4 // Check for RUNNABLE, BLOCKED and RangeIndexHelper.java within jstack outputs

Login via SSH.
Execute the Unix jps command to get the current PID of the Censhare Server java process.
Execute the Unix jstack > jstack1.txt command a few times (adapt the output file name).
Download the jstack outputs to your desktop (#analysis data).
Open them via TextWrangler and search for BLOCKED, RUNNABLE and (only if using server version lower than 5.x) "RangeIndexHelper.java"

Clue: BLOCKED should not be found at all. RUNNABLE: check for several identical ones in different jstacks or non-default entries (needs some experience).
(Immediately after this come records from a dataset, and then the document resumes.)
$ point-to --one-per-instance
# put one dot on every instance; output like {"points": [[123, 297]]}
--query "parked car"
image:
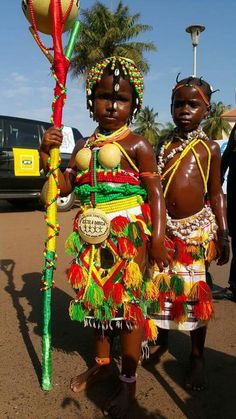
{"points": [[21, 176]]}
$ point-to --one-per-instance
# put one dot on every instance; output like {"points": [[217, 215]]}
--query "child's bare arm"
{"points": [[217, 201], [227, 153], [147, 165]]}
Special case (only an issue until server version < 5.x ): "RangeIndexHelper.java": should not be found at all, if found see here:

Sample jstack output where AAXsltExecution thread has lead to a performance problem.

5 // Check active Censhare Server commands

Log into the Censhare Admin Client.
Go to Status | Commands, open it, sort by column State and take a screenshot of it (#analysis data).
Go to Status | Commands, open it, sort by column Queue and take a screenshot of it (#analysis data).
Check if there is only one command, double click it to get the description name of the module

Clue: More active commands and commands in the queue could be an indicator of a performance issue.

Sample where AAXsltExecution module has lead to a performance problem.

6 // Check Censhare diagrams

Log into the Censhare Admin Client.
Go to Status | Diagrams, open it and take a screenshot of it (#analysis data).
Check if there are peaks (needs some experience).

Clue: Peaks can be of two types. The line goes up above normal and comes down after some time. This shows there was a problem, but the Censhare Server has recovered. If the line goes up above normal and continues to be there, it shows that the problem still exists and may require a server restart.

Save analysis data before a restart if possible. Otherwise, further analysis of the root cause is not possible.

7 // Add (#analysis data) to the ticket

8 // Check if reported slowness is reproducible on the system

If the reported info is insufficient, ask for an asset ID and exactly the steps to confirm the slowness. Maybe it is only sporadically reproducible.